A Disappearing Act
They are one of the oldest legumes known to mankind. They grow along the Rocky Mountains and were a staple of the tribe for which they are named. Along with a blue maize or corn, they are all that remains of a most interesting group of indigenous people to live in North America.
The tribe is known as the Anasazi Tribe and they lived and then disappeared between 550 and 1300 ACE in an area now called Mesa Verde, Colorado. IIN 1870 a photographer accidentally discovered remnants of the Anasazi civilization, a most sophisticated culture for its day and time. Their life was based on agriculture and they invented innovative and creative ways for irrigation as well as constructed hundreds of miles of roads. They did not have the wheel nor do we believe they had the means to transport animals except by foot. Their homes literally hung on the hillsides and mountains and even today are accessed only by the most skilled of mountain climbers using modern ropes and pulley systems.
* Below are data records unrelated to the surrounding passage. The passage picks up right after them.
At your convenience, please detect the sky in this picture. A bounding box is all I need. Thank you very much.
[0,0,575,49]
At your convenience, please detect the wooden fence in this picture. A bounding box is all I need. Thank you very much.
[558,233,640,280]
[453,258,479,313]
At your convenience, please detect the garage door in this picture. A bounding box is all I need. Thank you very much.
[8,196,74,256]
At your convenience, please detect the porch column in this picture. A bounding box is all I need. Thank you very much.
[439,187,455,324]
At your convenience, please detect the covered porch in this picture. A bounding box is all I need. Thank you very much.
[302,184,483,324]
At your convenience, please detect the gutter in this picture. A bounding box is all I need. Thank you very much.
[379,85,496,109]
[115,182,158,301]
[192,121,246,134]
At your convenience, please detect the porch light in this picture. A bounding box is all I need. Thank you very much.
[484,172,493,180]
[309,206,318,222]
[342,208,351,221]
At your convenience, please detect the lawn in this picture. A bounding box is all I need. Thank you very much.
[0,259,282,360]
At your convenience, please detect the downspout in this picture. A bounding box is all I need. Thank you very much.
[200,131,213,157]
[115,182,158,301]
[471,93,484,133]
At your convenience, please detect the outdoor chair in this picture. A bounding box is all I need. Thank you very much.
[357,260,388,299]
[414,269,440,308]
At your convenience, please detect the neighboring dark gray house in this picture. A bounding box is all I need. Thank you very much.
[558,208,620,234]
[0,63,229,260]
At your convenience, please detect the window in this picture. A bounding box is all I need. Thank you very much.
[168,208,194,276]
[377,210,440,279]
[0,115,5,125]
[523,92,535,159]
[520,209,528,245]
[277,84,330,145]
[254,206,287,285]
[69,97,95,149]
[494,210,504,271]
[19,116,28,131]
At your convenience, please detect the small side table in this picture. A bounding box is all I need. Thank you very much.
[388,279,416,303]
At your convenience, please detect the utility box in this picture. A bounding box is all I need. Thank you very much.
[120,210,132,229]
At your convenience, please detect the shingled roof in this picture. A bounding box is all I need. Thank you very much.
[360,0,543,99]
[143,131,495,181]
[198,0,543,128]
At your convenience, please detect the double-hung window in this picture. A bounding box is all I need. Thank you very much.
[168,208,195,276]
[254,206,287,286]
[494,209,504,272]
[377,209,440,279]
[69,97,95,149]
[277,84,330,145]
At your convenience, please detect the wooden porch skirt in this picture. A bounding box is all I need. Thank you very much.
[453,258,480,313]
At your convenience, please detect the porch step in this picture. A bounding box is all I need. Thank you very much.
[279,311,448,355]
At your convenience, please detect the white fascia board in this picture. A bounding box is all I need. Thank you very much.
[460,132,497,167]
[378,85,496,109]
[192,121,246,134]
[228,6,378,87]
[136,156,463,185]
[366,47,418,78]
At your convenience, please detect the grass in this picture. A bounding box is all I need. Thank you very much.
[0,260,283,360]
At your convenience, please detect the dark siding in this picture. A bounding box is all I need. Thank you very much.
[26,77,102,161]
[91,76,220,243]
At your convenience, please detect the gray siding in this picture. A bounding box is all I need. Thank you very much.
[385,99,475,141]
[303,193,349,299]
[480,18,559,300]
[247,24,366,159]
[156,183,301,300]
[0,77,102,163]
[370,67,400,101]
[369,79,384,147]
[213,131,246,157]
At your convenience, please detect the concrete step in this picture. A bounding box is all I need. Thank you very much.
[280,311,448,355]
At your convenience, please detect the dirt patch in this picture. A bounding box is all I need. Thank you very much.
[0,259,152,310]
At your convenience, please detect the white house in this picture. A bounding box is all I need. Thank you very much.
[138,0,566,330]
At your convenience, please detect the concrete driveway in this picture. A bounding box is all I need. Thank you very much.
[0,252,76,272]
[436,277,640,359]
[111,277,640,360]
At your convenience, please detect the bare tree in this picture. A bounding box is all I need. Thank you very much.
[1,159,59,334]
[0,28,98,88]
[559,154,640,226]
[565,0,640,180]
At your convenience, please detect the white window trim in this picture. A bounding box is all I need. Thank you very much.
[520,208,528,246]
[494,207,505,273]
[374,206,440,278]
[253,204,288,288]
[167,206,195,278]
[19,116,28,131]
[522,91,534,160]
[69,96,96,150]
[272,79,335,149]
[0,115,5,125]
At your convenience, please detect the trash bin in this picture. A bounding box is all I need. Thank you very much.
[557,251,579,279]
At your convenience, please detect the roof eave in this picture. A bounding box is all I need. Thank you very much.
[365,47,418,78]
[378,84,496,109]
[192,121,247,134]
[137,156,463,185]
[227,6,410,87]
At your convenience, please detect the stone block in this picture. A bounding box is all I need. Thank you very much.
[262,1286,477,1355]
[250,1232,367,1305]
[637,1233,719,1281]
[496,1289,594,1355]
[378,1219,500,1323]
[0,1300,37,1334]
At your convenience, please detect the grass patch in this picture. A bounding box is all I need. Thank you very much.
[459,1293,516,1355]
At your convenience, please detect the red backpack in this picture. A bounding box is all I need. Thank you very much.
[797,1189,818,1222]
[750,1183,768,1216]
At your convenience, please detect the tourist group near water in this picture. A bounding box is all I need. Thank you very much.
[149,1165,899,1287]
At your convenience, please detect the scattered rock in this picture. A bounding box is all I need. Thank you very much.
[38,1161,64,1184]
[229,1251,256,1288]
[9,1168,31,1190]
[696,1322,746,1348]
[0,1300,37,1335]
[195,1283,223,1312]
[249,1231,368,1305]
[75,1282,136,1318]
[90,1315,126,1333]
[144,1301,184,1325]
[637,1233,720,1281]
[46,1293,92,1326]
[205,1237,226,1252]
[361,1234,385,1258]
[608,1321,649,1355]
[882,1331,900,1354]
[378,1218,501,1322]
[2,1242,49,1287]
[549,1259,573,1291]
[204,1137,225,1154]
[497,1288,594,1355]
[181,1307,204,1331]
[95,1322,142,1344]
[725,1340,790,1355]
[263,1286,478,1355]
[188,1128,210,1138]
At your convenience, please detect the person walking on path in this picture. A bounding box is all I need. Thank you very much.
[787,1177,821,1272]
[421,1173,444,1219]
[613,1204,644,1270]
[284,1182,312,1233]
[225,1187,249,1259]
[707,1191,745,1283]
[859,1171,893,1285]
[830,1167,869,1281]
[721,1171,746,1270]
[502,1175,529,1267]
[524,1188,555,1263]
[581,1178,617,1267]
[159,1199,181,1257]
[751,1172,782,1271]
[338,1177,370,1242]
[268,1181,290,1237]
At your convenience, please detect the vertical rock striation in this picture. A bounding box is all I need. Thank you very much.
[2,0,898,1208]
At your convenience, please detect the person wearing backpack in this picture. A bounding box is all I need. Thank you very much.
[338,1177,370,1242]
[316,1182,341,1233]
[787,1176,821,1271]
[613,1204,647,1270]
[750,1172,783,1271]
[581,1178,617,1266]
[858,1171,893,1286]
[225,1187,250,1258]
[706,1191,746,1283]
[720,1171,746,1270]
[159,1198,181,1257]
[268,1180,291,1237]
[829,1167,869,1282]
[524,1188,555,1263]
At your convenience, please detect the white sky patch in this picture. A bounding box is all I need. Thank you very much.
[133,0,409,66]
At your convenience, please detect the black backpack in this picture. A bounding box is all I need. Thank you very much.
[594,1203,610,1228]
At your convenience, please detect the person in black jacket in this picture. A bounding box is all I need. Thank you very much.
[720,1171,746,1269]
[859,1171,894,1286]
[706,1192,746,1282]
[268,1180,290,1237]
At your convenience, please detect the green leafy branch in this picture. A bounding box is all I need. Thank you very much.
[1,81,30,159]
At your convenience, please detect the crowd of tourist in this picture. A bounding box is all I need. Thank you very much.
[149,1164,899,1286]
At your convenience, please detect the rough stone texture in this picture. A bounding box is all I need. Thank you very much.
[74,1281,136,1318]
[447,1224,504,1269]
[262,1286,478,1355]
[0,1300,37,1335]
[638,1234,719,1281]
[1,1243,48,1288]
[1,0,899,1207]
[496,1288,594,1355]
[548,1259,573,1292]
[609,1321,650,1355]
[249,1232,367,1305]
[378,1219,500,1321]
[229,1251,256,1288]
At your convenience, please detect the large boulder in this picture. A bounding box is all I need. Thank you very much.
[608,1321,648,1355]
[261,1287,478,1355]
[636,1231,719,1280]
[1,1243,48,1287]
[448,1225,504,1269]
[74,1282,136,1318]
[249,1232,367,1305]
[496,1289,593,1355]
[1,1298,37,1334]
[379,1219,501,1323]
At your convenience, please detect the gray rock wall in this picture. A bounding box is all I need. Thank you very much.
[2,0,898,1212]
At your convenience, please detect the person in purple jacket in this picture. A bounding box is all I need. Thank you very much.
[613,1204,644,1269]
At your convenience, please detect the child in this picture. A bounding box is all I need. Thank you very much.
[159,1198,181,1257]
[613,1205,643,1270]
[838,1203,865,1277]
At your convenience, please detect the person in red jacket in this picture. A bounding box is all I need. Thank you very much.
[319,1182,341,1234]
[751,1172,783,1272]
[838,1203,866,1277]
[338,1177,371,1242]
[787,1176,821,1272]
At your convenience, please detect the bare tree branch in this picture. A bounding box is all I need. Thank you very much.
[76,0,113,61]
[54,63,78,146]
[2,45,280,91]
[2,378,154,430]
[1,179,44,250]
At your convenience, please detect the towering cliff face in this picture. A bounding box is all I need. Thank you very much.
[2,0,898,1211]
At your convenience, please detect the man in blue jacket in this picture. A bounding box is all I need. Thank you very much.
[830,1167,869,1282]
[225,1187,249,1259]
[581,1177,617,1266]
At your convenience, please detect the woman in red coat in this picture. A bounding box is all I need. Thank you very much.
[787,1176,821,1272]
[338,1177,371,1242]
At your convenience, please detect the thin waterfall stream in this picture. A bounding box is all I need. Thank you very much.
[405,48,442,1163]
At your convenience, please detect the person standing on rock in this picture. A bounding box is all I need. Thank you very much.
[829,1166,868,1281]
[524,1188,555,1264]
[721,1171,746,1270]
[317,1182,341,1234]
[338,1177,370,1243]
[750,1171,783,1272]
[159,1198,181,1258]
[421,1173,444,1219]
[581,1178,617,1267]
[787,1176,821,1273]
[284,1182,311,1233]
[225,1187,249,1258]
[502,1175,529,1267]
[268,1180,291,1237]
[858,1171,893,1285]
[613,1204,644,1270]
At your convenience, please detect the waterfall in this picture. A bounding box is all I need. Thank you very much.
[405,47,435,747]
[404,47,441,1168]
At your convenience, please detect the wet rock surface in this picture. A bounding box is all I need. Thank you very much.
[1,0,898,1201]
The word “Anasazi” exists in the Navajo language and translates as “ancient ones” when spelled Anaasazi. However, it is also very similar to the Greek “Anasa” and “Zi” which translates as breath lives. Some believe the name was the name of their queen and literally meant “Long live the Queen!” Archaeologists have found evidence of the Anasazi in Utah, New Mexico, Arizona, and Colorado, the “four corners region” as it is now known. Many consider the tribe disappeared due to drought and a subsequent lack of food. However, then the question is asked – Why not simply move elsewhere? Others believe the tribe became disenchanted with their deities, the gods of their mythology and, once angry with the gods of their culture, they left, disappeared to…?
Today the closest neighbors of what would have been the Anasazi lands are the Hopi Indians. Theirs is a culture very different from the Anasazi and no one believes they are descended from them. It is very interesting that, while the Anasazi people have disappeared, one of their most prominent deities has not. The Anasazi were the first to have myths about Kokopelli, the god of harvest, fertility, and plenty. The Anasazi believed that a visit from Kokopelli would bring a bountiful harvest and good luck.
Kokopelli is claimed today by most American Indians and indeed many tribes have myths about him or a similar character. Most described him in like fashion: “ . . . everyone in the village would sing and dance throughout the night when they heard Kokopelli play his flute. The next morning, every maiden in the village would be with child.” In modern times Kokopelli was compared to A Shakespearean character from “A Midsummer’s Night Dream”, Puck.
With these myths from the indigenous peoples of the Western Hemisphere, the newest lands of mankind’s living, we can see the similarities between all people. Whether named for a Greek Queen or being used for a Shakespearean character, the history of myths and cultures follows similar paths. Sadly, what does not disappear are our less than admirable traits – discrimination, fear, jealousy, and greed, among others.
What legacy has remained of the Anasazi includes their beans, a legume similar to the pinto or kidney bean and their blue corn. What remains of the American Indians, even those extinct tribes are their words and names. Almost half of the fifty states within the United States of America have American Indian names. Other words, though create their own mythology. American Indian words are often used to evoke images of might and strength. A four-wheel drive vehicle originally created for military use became popular with the general population and one of their first models was named after a southeastern tribe – Cherokee. Another model used mainly for off-roading was given the name of a southwestern tribe – Apache. The military also appropriated American Indian names for one of their helicopters, the Chinook, and a missile, the Tomahawk. Currently sports teams of all levels use American Indian names and the National Football league is embroiled in a dispute of such regarding the Washington Redskins.
For many, such appropriation of words from these indigenous peoples ensures that they will not be forgotten. History sometimes is written for the victor and, in many cases, these indigenous tribes were not victorious in maintaining their lands or the ability to continue their culture. Colonization sometimes becomes annihilation.
We can face that same dilemma when we are confronted with societal pressures ourselves. Maintaining a lifestyle that adheres to one’s beliefs is not an easy task. Remembering that faith is the strongest weapon is sometimes forgotten when we see the stories that terrorists create. Nonetheless, faith is strong and it becomes stronger when we live it. Faith is to be used, exercised, displayed, illustrated, and renewed each and every day. We and we alone are responsible if our faith disappears. It isn’t a magic act to live one’s beliefs. It just takes doing it and that is the strongest force of all.